La délégation des Amitiés kurdes de Bretagne vient de rentrer du Kurdistan et livre ses premières impressions. Dans l’attente d’un développement ultérieur tant sur la situation politique au Kurdistan que sur la finalisation des projets de coopération, il a été demandé à chacun de livrer sa première impression : quel fut, pour toi, personnellement le temps fort de ce voyage? Ce fut un choc pour chacun, notamment à Roboski, mais pas seulement. Les rencontres de Hakkari ont beaucoup marqué les esprits. Celles de Diyarbakir aussi comme celle avec le maire de Sur.
Hakkari, une prison à ciel ouvert entourée de montagnes
“J’ai été sous le charme des paysages, des montagnes et des rivières, des hommes, de leur culture, de leur musique, les échanges spontanés avec les hommes de la rue… Kadir et les jeunes femmes de l’atelier de tissage ont montré, lors de notre rencontre, leur profonde humanité, l’attachement à leur culture et à leur patrimoine. Se rendre à Hakkari m’a permis aussi d’appréhender la réalité d’une occupation militaire.” (Franck).
“Soldats, policiers, innombrables, toujours l’arme à la main, le regard vague impossible à rencontrer comme si dans l’échange de nos regards il y avait un risque majeur, celui de lâcher le fusil pour un peu d’humanité.” (Josette).
“La situation à Hakkari a été comme l’an passé un temps fort où j’ai pu ressentir physiquement l’oppression de cette ville-prison dont les 70 000 habitants sont constamment surveillés et contrôlés par 40 000 policiers et militaires présents dans la ville et sur toutes les crêtes surplombant l’agglomération. En parallèle, j’ai découvert un peu plus Suleyman et de Kadir (de l’atelier Rengin), des hommes d’une grande dignité. Comme l’an passé le moment du départ fut difficile.” (Thierry).
“Ces couleurs vives et ternes sont celles aussi de la laine de l’atelier “Rengin” .L’explication de la symbolique du kilim avec des multiples révolutions cycliques m’a beaucoup marquée. Il y a un lien entre la beauté de la lumière que diffuse l’argile de la montagne et la lumière entraperçue dans les yeux de nos interlocuteurs.” (Laetitia).
“Le moment qui hante sans cesse mon esprit depuis mon retour, c’est celui passé avec Kadir, le responsable de production de l’atelier RENGIN à Hakkari. Père des tisseuses d’Hakkari, il écoute ses filles tisser et, au son des fils de laine, il entend les chagrins, les rêves et les espoirs de chacune. Ce personnage humaniste, rationnel, généreux et chaleureux marquera à jamais ma mémoire.” (Nuray).
Abdullah DEMIRBAS, une stature d’homme d’État
“Autre temps fort : la rencontre avec Abdullah DEMIRBAS, maire de SÜR (arrondissement de Diyarbakir-centre), si humain, juste et visionnaire, à la stature d’un grand homme d’État.” (Thierry).

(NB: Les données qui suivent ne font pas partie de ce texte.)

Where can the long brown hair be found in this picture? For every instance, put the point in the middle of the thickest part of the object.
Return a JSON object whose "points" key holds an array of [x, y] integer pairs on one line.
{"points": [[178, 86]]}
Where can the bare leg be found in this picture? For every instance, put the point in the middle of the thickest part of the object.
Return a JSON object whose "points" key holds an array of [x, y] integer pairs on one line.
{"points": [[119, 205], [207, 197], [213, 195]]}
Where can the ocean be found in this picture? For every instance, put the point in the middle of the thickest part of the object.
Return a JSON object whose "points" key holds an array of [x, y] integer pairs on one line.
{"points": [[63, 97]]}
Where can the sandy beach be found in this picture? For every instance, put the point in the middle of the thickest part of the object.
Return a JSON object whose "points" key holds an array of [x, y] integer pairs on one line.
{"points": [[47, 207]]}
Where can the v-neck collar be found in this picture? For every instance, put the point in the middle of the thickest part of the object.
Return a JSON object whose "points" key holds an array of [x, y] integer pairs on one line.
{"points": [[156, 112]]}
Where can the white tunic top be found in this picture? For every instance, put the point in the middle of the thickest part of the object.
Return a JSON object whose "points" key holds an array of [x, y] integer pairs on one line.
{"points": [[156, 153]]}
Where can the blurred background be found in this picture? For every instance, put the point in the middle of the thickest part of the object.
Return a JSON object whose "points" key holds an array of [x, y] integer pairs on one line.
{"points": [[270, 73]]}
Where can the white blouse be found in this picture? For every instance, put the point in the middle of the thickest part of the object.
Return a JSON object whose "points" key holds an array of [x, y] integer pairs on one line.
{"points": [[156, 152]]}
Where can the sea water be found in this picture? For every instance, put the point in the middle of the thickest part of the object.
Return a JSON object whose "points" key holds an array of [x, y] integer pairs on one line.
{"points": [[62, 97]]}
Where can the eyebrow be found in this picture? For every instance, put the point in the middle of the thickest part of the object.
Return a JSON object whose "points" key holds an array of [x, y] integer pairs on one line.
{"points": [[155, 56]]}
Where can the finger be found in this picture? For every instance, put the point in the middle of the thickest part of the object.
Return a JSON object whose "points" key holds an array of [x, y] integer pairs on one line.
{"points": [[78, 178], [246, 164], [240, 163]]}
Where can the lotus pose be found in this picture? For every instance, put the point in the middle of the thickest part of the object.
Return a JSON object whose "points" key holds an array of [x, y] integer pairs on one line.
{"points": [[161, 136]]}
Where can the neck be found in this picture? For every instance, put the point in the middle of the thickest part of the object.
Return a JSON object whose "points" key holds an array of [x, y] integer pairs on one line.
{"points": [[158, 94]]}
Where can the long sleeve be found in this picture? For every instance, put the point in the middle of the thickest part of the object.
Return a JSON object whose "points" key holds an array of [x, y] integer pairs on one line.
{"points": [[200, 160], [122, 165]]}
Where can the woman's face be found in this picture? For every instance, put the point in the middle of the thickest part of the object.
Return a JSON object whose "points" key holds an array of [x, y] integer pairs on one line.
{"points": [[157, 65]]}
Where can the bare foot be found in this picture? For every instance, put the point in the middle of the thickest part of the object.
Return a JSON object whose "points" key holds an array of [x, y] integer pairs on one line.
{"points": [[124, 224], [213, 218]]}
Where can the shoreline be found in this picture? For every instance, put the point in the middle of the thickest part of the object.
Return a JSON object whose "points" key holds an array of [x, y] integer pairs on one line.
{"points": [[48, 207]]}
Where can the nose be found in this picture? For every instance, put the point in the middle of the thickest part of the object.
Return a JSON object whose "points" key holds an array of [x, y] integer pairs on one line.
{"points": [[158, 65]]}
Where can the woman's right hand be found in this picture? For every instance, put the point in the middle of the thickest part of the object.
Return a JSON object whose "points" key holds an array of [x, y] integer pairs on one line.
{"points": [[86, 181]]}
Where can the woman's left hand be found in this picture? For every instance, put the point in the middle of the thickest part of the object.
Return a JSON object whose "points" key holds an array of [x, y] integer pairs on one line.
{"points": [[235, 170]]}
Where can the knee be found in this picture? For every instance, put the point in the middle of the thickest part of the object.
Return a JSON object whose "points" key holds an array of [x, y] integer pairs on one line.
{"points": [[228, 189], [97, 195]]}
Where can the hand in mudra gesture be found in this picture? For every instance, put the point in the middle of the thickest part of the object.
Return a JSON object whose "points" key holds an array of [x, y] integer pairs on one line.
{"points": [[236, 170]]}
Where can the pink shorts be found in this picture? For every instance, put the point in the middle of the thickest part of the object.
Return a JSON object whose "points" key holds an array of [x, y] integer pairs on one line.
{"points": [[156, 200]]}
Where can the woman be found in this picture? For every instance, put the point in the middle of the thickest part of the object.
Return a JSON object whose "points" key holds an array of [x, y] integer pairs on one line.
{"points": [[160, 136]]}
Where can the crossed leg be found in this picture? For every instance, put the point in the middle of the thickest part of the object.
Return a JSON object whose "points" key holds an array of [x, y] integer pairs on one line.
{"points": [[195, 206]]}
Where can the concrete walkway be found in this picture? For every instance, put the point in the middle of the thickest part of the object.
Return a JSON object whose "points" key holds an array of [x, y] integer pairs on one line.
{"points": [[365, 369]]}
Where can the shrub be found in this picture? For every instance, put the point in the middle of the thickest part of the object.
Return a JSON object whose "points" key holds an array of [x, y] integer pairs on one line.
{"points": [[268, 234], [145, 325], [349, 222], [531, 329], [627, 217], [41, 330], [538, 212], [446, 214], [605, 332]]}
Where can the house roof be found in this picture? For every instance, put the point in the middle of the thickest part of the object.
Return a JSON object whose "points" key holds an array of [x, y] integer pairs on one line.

“Sür est un arrondissement de Diyarbakir. Son maire Abdullah Dermibas, détenu sans jugement depuis décembre 2009 (pour usage et défense dans sa municipalité, de la langue kurde et du multilinguisme) a été libéré en mai 2010 pour raisons médicales. Il y a des rencontres qui suscitent l’émotion et qui témoignent de la grandeur de l’être humain. La rencontre avec Abdullah Dermirbas en fut une mais ce ne fut pas la seule. De sa personne, de ses paroles émanaient une hauteur de vue et une humanité bouleversante :
en 1930 on nous traitait comme des esclaves, la révolution kémaliste nationaliste a balayé les minorités culturelles. Avant on nous tuait et maintenant on nous met en prison mais on continue encore à nous tuer dans les affrontements (L’un de ses fils a “rejoint les montagnes”). On a déjà perdu 35 000 personnes, les enfants d’Erdogan ne sont pas tués ! Je ne veux pas de conflit et je le dis en tant que maire, père et être humain. Tous sont mes enfants. Il y a intensification dans les affrontements, chaque personne tuée nous affecte douloureusement. Nous demandons la reconnaissance de l’identité kurde et de la langue kurde. Rien de plus beau que la liberté. La violence ne résoudra rien. Nous aspirons à la paix et nous croyons que trois acteurs kurdes peuvent contribuer à la résolution démocratique du problème kurde : se sont Jalal Talabanî, (Président de la République d’Irak, Massoud Barzani (Président de la Région autonome kurde d’Irak) et Abdullah Öcalan.
“Au de là des paroles rayonnait, telle une chaleur envahissante, cet immense espoir de résoudre par la paix la question kurde.” (Christine).